It started when a large group of armed blacks opened fire on a crowd of whites, when a white deputy tried to disarm one of them.
The whites fell back to arm themselves, and the battle was on, with lots of shooting on both sides. Unfortunately for the black side, the whites were better shots.
Timeline of the Tulsa race battle
http://www.personal.utulsa.edu/~marc-carlson/riot/tulsatime.html
I could see a repetition of that happening if an armed BLM march gets into a firefight.
btt
Re: 8 - Come on - that’s not when the riot started. You’re missing a whole group of acts that are both violent and otherwise.
I believe I read this (or similar) on a previous anniversary of the riot.

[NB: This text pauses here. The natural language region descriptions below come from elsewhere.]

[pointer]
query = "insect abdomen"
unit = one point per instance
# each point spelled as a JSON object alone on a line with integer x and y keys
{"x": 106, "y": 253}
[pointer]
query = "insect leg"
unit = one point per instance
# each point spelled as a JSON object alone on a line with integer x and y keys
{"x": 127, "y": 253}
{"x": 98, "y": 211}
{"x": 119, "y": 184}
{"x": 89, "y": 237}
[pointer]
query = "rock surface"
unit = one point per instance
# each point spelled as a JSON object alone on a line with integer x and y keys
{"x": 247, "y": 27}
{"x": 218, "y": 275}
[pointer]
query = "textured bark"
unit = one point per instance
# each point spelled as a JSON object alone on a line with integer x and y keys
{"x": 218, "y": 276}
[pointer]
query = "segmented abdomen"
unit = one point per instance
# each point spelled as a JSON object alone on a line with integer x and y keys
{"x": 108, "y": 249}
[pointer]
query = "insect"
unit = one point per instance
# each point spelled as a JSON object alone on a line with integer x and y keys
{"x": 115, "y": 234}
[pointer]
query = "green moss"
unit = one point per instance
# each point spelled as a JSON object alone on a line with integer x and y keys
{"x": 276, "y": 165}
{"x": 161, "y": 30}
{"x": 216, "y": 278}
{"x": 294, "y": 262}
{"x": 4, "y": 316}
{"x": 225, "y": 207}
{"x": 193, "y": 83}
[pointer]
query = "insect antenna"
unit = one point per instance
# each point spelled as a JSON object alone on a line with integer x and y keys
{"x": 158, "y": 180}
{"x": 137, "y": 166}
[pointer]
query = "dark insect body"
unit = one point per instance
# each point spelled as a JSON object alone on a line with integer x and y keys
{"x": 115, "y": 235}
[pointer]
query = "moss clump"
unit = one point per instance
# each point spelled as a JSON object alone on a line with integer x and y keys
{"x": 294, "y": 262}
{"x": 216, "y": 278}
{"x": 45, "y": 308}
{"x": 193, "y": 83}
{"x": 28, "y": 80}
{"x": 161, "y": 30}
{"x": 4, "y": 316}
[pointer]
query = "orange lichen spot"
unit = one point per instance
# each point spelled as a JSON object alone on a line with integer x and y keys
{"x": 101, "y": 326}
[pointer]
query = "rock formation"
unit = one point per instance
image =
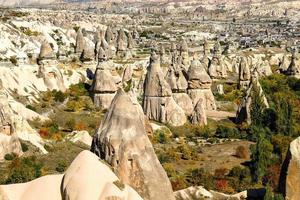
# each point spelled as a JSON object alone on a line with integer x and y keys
{"x": 9, "y": 142}
{"x": 86, "y": 178}
{"x": 80, "y": 42}
{"x": 244, "y": 110}
{"x": 184, "y": 53}
{"x": 123, "y": 142}
{"x": 158, "y": 103}
{"x": 199, "y": 85}
{"x": 290, "y": 176}
{"x": 217, "y": 69}
{"x": 103, "y": 87}
{"x": 284, "y": 64}
{"x": 46, "y": 51}
{"x": 244, "y": 74}
{"x": 294, "y": 67}
{"x": 109, "y": 36}
{"x": 199, "y": 114}
{"x": 121, "y": 44}
{"x": 178, "y": 83}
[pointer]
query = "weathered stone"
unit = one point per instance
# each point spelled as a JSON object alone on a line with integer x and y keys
{"x": 80, "y": 42}
{"x": 123, "y": 142}
{"x": 199, "y": 114}
{"x": 86, "y": 178}
{"x": 158, "y": 103}
{"x": 46, "y": 51}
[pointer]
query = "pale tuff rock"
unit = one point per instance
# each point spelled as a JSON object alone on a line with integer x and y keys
{"x": 217, "y": 69}
{"x": 102, "y": 56}
{"x": 103, "y": 88}
{"x": 9, "y": 141}
{"x": 121, "y": 44}
{"x": 184, "y": 53}
{"x": 86, "y": 178}
{"x": 293, "y": 69}
{"x": 284, "y": 64}
{"x": 199, "y": 86}
{"x": 158, "y": 103}
{"x": 199, "y": 114}
{"x": 46, "y": 51}
{"x": 244, "y": 110}
{"x": 80, "y": 42}
{"x": 220, "y": 89}
{"x": 290, "y": 175}
{"x": 109, "y": 36}
{"x": 123, "y": 142}
{"x": 127, "y": 74}
{"x": 244, "y": 73}
{"x": 178, "y": 83}
{"x": 87, "y": 55}
{"x": 52, "y": 78}
{"x": 108, "y": 50}
{"x": 15, "y": 127}
{"x": 81, "y": 137}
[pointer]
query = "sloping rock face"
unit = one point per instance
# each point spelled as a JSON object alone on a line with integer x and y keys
{"x": 86, "y": 178}
{"x": 290, "y": 175}
{"x": 199, "y": 86}
{"x": 158, "y": 103}
{"x": 123, "y": 142}
{"x": 13, "y": 127}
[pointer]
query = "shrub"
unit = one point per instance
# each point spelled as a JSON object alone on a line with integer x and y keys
{"x": 61, "y": 167}
{"x": 241, "y": 152}
{"x": 24, "y": 147}
{"x": 227, "y": 132}
{"x": 30, "y": 107}
{"x": 9, "y": 156}
{"x": 24, "y": 170}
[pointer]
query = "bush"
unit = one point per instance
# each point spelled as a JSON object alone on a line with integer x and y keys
{"x": 24, "y": 170}
{"x": 9, "y": 156}
{"x": 30, "y": 107}
{"x": 61, "y": 167}
{"x": 241, "y": 152}
{"x": 227, "y": 132}
{"x": 24, "y": 147}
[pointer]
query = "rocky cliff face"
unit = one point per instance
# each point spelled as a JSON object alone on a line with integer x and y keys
{"x": 123, "y": 142}
{"x": 86, "y": 178}
{"x": 290, "y": 176}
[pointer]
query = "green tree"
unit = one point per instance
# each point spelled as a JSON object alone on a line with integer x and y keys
{"x": 261, "y": 157}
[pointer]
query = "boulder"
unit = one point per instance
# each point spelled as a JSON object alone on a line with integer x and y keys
{"x": 290, "y": 176}
{"x": 123, "y": 142}
{"x": 86, "y": 178}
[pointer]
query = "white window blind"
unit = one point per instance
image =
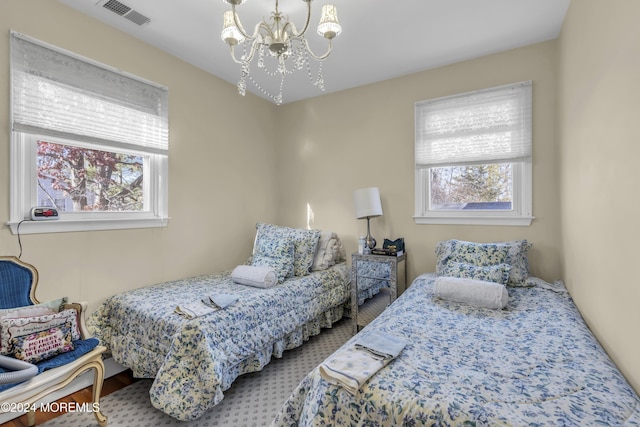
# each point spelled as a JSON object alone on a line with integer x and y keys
{"x": 60, "y": 94}
{"x": 487, "y": 126}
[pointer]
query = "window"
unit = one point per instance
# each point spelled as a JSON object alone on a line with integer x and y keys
{"x": 86, "y": 139}
{"x": 473, "y": 158}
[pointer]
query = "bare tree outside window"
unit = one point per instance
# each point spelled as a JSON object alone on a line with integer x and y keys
{"x": 80, "y": 179}
{"x": 484, "y": 186}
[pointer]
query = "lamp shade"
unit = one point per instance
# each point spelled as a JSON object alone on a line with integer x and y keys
{"x": 367, "y": 202}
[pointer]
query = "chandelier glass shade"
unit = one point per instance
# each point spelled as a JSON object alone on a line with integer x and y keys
{"x": 279, "y": 42}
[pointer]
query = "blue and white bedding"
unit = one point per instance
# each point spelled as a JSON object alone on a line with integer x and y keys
{"x": 194, "y": 361}
{"x": 533, "y": 363}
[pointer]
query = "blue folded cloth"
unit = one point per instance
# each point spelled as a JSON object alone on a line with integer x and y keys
{"x": 81, "y": 348}
{"x": 381, "y": 344}
{"x": 221, "y": 300}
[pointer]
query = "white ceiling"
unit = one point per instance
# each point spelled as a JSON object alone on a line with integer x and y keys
{"x": 380, "y": 39}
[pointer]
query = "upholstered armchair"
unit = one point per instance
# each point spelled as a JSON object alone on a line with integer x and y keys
{"x": 43, "y": 346}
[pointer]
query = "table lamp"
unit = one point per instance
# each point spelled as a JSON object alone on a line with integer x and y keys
{"x": 368, "y": 205}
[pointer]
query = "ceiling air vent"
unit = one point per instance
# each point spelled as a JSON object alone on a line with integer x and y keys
{"x": 126, "y": 12}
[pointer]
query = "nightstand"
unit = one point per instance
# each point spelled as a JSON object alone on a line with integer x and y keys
{"x": 372, "y": 269}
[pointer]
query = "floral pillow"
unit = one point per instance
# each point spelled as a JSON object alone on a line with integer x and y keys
{"x": 15, "y": 327}
{"x": 513, "y": 253}
{"x": 305, "y": 244}
{"x": 491, "y": 273}
{"x": 43, "y": 344}
{"x": 277, "y": 254}
{"x": 49, "y": 307}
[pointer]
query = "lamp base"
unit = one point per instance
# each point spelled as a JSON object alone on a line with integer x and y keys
{"x": 370, "y": 242}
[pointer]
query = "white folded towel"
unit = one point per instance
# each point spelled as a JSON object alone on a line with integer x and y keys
{"x": 250, "y": 275}
{"x": 351, "y": 367}
{"x": 471, "y": 291}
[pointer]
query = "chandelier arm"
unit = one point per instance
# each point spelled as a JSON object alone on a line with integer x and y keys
{"x": 239, "y": 26}
{"x": 239, "y": 61}
{"x": 306, "y": 23}
{"x": 318, "y": 57}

It seems that the riot was not the fault of one side or the other but simply the result of on going animosity on both sides.
And as usual the minority loses.
As Stalin said Quantity has a quality all its own.
As for reparations, I suppose the BLM sympathizers would argue the families of those who were asked to surrender and were subsequently killed when they would not, should receive reparations regardless of their actions.
There is no way to fairly distribute reparations at this late date.
A city, particularly in this country in this day and age is like a river, ‘you don’t step in the same river twice’.
The families that lived their then have largely moved on and new families have moved in. Those who lived in Tulsa then are almost all dead and those born since live there now. Certainly, those who governed Tulsa then are long since dead.
In no logical way are those living in and governing Tulsa today responsible for what occurred there 100 years ago.
From the reports cited in that time line there is no way to lay blame to what occurred to any person or group of persons.